The 20,653-square-foot estate was placed on the market last year — shortly after Huizenga‘s death.

Located at 1575 Ponce De Leon Drive, the property occupies 1.41 acres and offers over 590 feet of riverfront with room for mega yachts that extend up to 135 feet. The asking price: $27 million.

South Florida has been fertile territory for Concierge, which is orchestrating auctions of multimillion-dollar mansions in Miami-Dade, Broward and Palm Beach counties.

Concierge is the firm whose auction fetched a Broward record $42.5 million for Playa Vista Isle, an 11-bedroom mansion in Hillsboro Beach. The 58,000-square-foot estate had been listed at $159 million.

On Friday, Concierge was running an auction for a sleek-looking mansion in Gables Estates on Biscayne Bay with opening bid range of $15 million to $30 million.

Whether Bella Fortuna or the Huizenga property, known as Tarpon Pointe, will command their listed prices, is uncertain.

“We’ve gotten offers and they were not bad offers,” said Campins of Bella Fortuna. She didn’t mention any figures.

Worldwide interest

Inquiries about Bella Fortuna have rolled in, she said, from Italy, the United Kingdom, Dubai, Saudi Arabia, the northeastern U.S., California and Texas. A prominent real estate commentator on national television shows, she pitched the property on Fox News.

But late last year, a scheduled auction for the property did not materialize for lack of qualified offers, said Lamar Fisher, whose Fisher Auction Co. of Pompano Beach took an initial shot at auctioning the estate.

And that was when a reserve price — which means a property can’t sell below a certain amount — was set at $19.5 million. Now, the auction scheduled for early next month will be “without reserve,” which means it will not carry a minimum bid requirement.

Billy Nash of Nash Luxury at The Keyes Cos., the broker spearheading the sale of the Huizenga estate, said auctions help force the action among would-be buyers.

“We just don’t put a property up on the market and cross our fingers and hope it sells,” he said.

“When you create a timeline, people step up to the plate now,” Nash added. “Sometimes when you put a property on the market and there is no definitive timeline, properties can drift for years. We have a set time frame for when this property will be sold and it creates demand in the marketplace.”

Solving a challenge

Trayor Lesnock, president of Platinum Luxury Auctions in Miami, who is not involved with either property, said a bidding event offers a bigger stage for a home. “You have a $4 million home and trying to sell with Jane Smith the broker for four years and nothing is happening. You’re just frustrated. Not that agents are bad people. It’s the natural chaos of the real estate business. An auction offers finality.

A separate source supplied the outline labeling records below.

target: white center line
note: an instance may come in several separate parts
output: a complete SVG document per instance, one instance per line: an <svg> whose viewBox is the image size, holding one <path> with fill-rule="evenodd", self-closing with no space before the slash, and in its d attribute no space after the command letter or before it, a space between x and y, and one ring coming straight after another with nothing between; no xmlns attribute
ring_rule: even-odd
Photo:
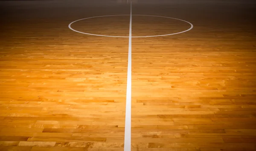
<svg viewBox="0 0 256 151"><path fill-rule="evenodd" d="M126 88L126 105L125 108L125 127L124 151L131 151L131 21L132 2L131 2L130 15L130 31L129 33L129 49L128 52L128 68L127 70L127 87Z"/></svg>

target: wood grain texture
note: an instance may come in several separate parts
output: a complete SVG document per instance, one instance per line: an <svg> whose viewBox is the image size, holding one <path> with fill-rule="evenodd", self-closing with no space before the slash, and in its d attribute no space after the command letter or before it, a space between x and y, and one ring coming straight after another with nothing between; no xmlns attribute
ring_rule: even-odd
<svg viewBox="0 0 256 151"><path fill-rule="evenodd" d="M0 2L0 151L123 151L128 39L67 27L129 14L126 1L116 2ZM132 39L132 151L256 150L255 8L217 0L134 5L134 15L194 28ZM73 27L127 36L129 22L113 16ZM134 16L133 36L189 25Z"/></svg>

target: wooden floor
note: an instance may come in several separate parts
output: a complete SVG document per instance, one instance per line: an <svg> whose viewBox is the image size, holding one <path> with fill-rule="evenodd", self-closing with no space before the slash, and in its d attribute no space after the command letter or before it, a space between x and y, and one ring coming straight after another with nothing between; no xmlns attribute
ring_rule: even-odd
<svg viewBox="0 0 256 151"><path fill-rule="evenodd" d="M128 38L68 27L130 14L106 1L0 1L0 151L123 151ZM256 150L256 3L138 1L134 15L194 27L132 38L131 150ZM129 23L73 27L127 36ZM189 27L133 17L134 36Z"/></svg>

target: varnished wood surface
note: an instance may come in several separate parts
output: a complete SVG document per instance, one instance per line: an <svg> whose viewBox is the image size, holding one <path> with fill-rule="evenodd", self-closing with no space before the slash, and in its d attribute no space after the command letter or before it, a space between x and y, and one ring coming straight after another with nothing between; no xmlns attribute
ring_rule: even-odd
<svg viewBox="0 0 256 151"><path fill-rule="evenodd" d="M129 14L129 6L95 2L0 2L0 150L123 150L128 39L67 26ZM133 13L195 26L132 39L132 151L256 150L255 5L145 2ZM188 27L133 18L133 36ZM129 20L73 26L126 36Z"/></svg>

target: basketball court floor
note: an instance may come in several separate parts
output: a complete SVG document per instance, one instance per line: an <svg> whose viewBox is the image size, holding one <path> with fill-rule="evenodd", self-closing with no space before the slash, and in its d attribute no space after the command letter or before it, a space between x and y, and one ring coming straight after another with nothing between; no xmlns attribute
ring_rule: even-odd
<svg viewBox="0 0 256 151"><path fill-rule="evenodd" d="M256 150L256 3L0 1L0 150Z"/></svg>

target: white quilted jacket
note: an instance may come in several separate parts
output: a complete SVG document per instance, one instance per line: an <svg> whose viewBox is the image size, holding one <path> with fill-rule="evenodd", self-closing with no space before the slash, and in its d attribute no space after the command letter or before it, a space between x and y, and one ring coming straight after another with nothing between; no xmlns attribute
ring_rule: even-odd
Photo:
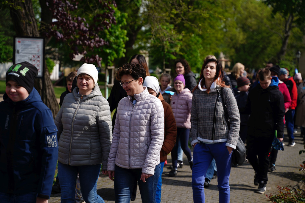
<svg viewBox="0 0 305 203"><path fill-rule="evenodd" d="M160 163L160 151L164 138L164 111L160 99L144 91L122 99L117 107L108 159L108 170L115 164L126 169L142 168L153 175Z"/></svg>

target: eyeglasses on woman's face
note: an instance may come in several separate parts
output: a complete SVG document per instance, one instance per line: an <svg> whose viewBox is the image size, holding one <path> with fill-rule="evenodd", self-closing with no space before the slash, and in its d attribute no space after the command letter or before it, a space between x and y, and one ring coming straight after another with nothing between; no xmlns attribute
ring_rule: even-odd
<svg viewBox="0 0 305 203"><path fill-rule="evenodd" d="M120 84L121 84L121 86L122 86L122 87L123 87L123 84L125 85L125 86L126 86L126 87L128 87L128 85L129 84L129 83L132 82L134 80L137 80L136 79L134 79L134 80L130 80L130 81L129 81L128 82L120 82Z"/></svg>

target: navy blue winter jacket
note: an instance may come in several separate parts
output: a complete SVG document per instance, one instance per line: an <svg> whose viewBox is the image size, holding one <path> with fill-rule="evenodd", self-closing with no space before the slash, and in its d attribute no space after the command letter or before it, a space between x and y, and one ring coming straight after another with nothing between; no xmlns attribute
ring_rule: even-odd
<svg viewBox="0 0 305 203"><path fill-rule="evenodd" d="M33 88L24 100L0 102L0 191L48 199L58 154L52 112Z"/></svg>

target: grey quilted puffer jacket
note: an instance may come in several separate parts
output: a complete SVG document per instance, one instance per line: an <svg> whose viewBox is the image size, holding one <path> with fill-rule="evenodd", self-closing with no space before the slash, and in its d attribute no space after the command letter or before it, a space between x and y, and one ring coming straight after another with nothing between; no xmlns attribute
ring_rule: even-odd
<svg viewBox="0 0 305 203"><path fill-rule="evenodd" d="M160 151L164 138L164 110L160 99L144 91L122 99L117 107L108 170L115 165L126 169L142 168L153 175L160 163Z"/></svg>
<svg viewBox="0 0 305 203"><path fill-rule="evenodd" d="M81 95L78 87L65 97L55 118L58 130L58 161L73 166L102 162L107 169L112 139L109 105L98 85L91 93Z"/></svg>

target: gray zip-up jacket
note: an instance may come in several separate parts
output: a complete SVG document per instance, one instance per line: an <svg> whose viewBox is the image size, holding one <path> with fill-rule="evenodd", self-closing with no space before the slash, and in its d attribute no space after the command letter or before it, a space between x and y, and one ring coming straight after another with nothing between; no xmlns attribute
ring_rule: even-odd
<svg viewBox="0 0 305 203"><path fill-rule="evenodd" d="M55 118L58 161L73 166L102 163L107 169L112 125L108 102L98 85L87 95L76 87L67 94Z"/></svg>
<svg viewBox="0 0 305 203"><path fill-rule="evenodd" d="M221 87L213 83L210 89L208 94L206 89L199 85L193 93L191 114L192 144L199 141L211 144L226 142L226 146L235 149L240 126L236 100L231 89L223 88L228 117L226 118Z"/></svg>
<svg viewBox="0 0 305 203"><path fill-rule="evenodd" d="M160 163L160 151L164 138L164 110L160 99L146 87L134 97L120 101L108 159L108 170L115 166L126 169L142 168L153 175Z"/></svg>

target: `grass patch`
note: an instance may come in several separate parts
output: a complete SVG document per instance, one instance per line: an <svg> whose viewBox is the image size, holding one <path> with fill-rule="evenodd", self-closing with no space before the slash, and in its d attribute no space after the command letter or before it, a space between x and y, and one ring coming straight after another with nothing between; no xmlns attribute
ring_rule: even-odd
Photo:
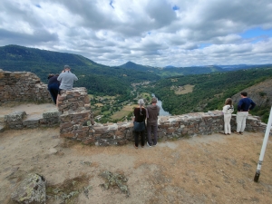
<svg viewBox="0 0 272 204"><path fill-rule="evenodd" d="M77 197L81 192L89 199L89 177L82 175L73 179L65 180L63 183L48 186L46 194L50 199L61 199L62 203L77 203Z"/></svg>
<svg viewBox="0 0 272 204"><path fill-rule="evenodd" d="M180 86L180 87L177 88L177 90L175 90L175 93L177 95L181 95L181 94L192 92L194 87L195 87L195 85L189 85L189 84Z"/></svg>
<svg viewBox="0 0 272 204"><path fill-rule="evenodd" d="M113 115L112 115L111 118L114 120L121 119L132 112L133 107L137 107L137 105L125 105L120 112L116 112Z"/></svg>
<svg viewBox="0 0 272 204"><path fill-rule="evenodd" d="M97 107L102 107L102 106L104 106L104 105L103 105L102 103L101 103L101 102L95 103L94 105L97 106Z"/></svg>

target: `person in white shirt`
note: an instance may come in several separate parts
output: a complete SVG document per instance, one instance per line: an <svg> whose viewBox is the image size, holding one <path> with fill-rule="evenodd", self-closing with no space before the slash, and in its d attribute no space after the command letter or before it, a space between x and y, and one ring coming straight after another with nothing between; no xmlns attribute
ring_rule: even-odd
<svg viewBox="0 0 272 204"><path fill-rule="evenodd" d="M233 112L234 108L232 104L232 99L228 98L225 102L225 106L223 107L223 113L224 113L224 133L225 135L231 133L230 128L230 120L231 120L231 113Z"/></svg>

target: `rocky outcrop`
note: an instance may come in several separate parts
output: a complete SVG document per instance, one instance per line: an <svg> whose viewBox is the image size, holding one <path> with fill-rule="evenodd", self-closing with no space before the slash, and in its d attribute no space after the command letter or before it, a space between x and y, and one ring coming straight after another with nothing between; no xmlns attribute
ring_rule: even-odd
<svg viewBox="0 0 272 204"><path fill-rule="evenodd" d="M0 70L0 104L10 102L51 102L52 99L36 74Z"/></svg>
<svg viewBox="0 0 272 204"><path fill-rule="evenodd" d="M45 203L45 178L38 174L29 174L12 193L11 199L21 204Z"/></svg>
<svg viewBox="0 0 272 204"><path fill-rule="evenodd" d="M257 106L272 105L272 79L266 80L256 85L250 86L241 92L247 92L248 97L256 102ZM234 103L238 103L241 99L240 92L236 93L231 98Z"/></svg>
<svg viewBox="0 0 272 204"><path fill-rule="evenodd" d="M61 112L57 109L48 110L43 115L32 117L24 111L14 112L0 117L0 131L5 130L21 130L39 127L53 127L60 123ZM2 127L2 128L1 128Z"/></svg>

“We provide a date certain sale,” said Lesnock, whose firm is auctioning properties from New York to Santa Fe to Washington State and Mexico. “That is a reason they look for the auction to solve a challenge that has not been solved doing things the normal way.”

Auctions, Lesnock added, offer a “bigger platform to expose properties to a much bigger audience.”

In South Florida, the bigger the media platform the better as the buyers are in control.

“There’s no doubt it is a buyer’s market,” Fisher said.

Fisher’s firm is conducting the auction of an oceanfront Palm Beach mansion belonging to developer Robert Matthews, who was indicted in a federal fraud case in Connecticut. The home, which covers nearly 16,000 square feet, was listed for $44 million. The minimum bid is $31 million.

The court-ordered auction, which is set for March 28, is part of Matthews’ personal bankruptcy case.

“The market’s changing so much that your buyers are becoming so limited,” Fisher said. “You’re focusing on millennials and a new challenge is to get them to want to buy a luxury property.”

Some, he said, prefer to buy a 6,000-square-foot penthouse “and move on.”

Auctions, of course, are good for making worldwide media splashes for high-profile properties in search of high sale prices.

In 2013, Fisher’s firm orchestrated the sale of the former Versace mansion in Miami Beach for $41.5 million to VM South Beach LLC, an investor group that includes Jordache jeans’ Nakash family.

The lavish 10-bedroom, 11-bath mansion, known as Casa Casuarina, drew Donald Trump as a bidder. He fell short by $500,000.